Over at https://bugs.torproject.org/9316, we are working on having BridgeDB export metrics. The patch is almost done and I deployed the work-in-progress code on BridgeDB, so we can take a look at the metrics and think of ways to improve them. The metrics format encodes the approximate number of requests per distribution mechanism per transport per country per success/fail. All numbers are rounded up to the next multiple of 10. The last field, "none", will be used for an anomaly score and is currently unused.
For example, the line
bridgedb-metric-count email.obfs4.riseup.success.none 10
tells us that there have been 1-10 successful email requests for obfs4 coming from Riseup addresses.

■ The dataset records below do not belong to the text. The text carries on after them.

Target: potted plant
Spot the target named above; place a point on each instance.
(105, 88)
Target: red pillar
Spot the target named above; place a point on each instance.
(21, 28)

I attached 24 hours worth of metrics to this email. Keep the following issues in mind:
* My feature branch hasn't been reviewed yet and likely still has bugs, so take all numbers with a grain of salt.
* The country codes are based on Debian stretch's geoip-database, which is slightly outdated and uses Maxmind's far-from-perfect GeoLite database.

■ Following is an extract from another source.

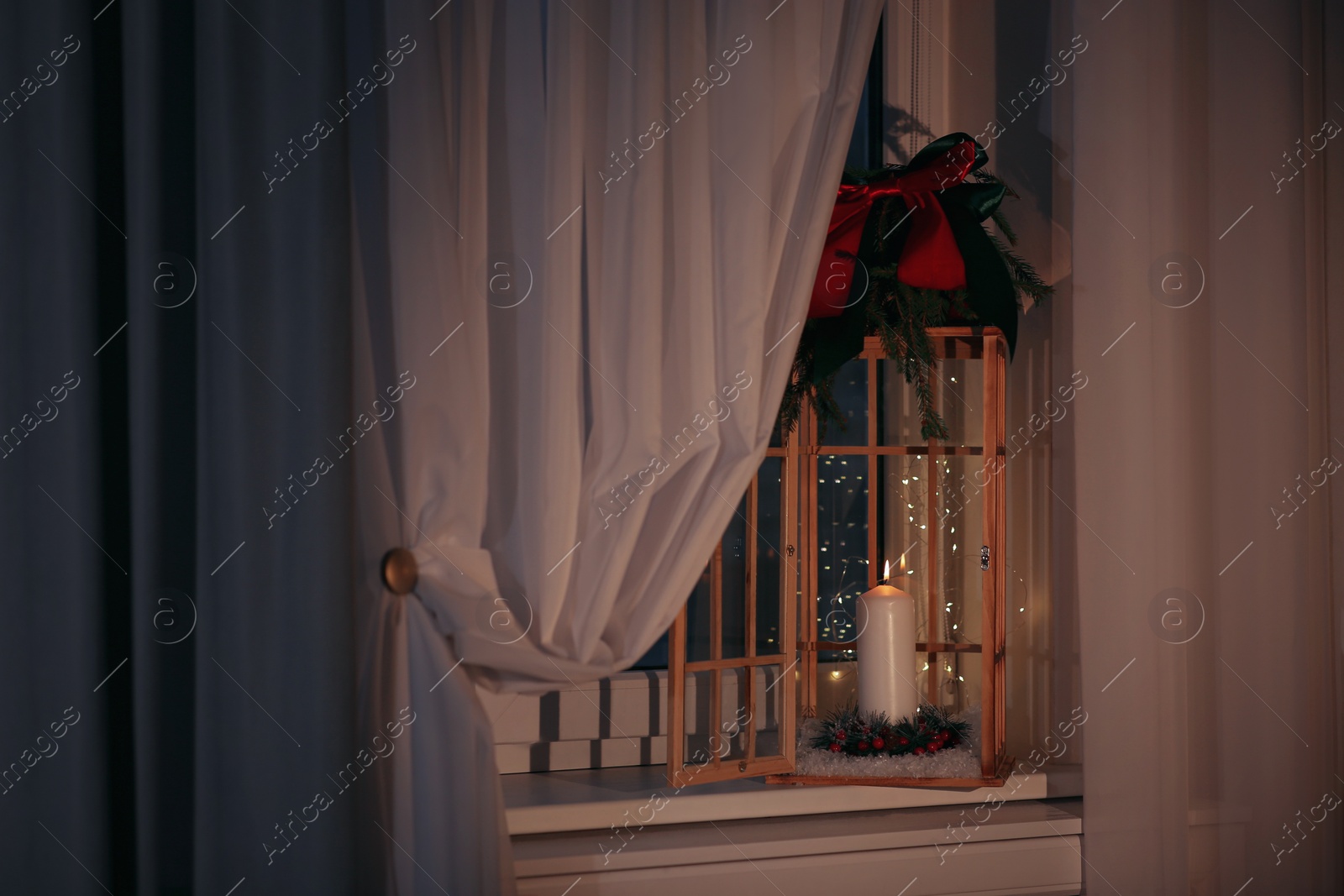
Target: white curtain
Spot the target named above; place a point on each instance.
(1209, 621)
(612, 212)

* The country code "??" refers to geo-location failure or lack of IP addresses (in the cast of moat). The country code "zz" refers to a request from a Tor exit relay.
Some observations:
* Gmail sees much more use than Riseup. That's no surprise.
* The email distributor sees more vanilla than obfs4 requests. I wonder to what degree this is caused by the poor UX of the email distributor.

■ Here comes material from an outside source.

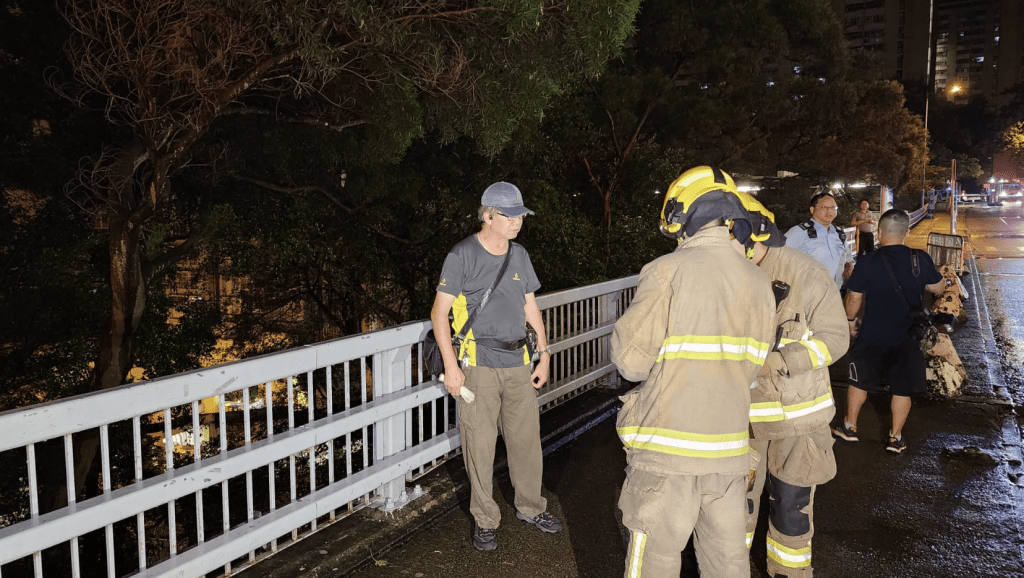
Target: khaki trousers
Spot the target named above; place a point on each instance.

* For HTTPS, many countries have a fail and success bucket of 10 each. I would expect this to be at least one user who failed the captcha at least once before finally getting it right.
* The captcha success rate for obfs4 over moat is 54%. That's very low and must cause lots of frustration for users. This is a known issue that's tracked in this ticket: https://bugs.torproject.org/29695
* Ignore the large amount of HTTPS requests from "zz" -- I expect the vast majority of these to be a bot that's interacting with BridgeDB over exit relays.
After a cursory look at the numbers, I would like to aggregate the data, to make it easier to compare distributors, transports, and countries. For example: how do moat, email, and HTTPS rank in popularity? I'll improve the patch to keep track of these numbers in separate metrics.
Any thoughts or suggestions?
Cheers, Philipp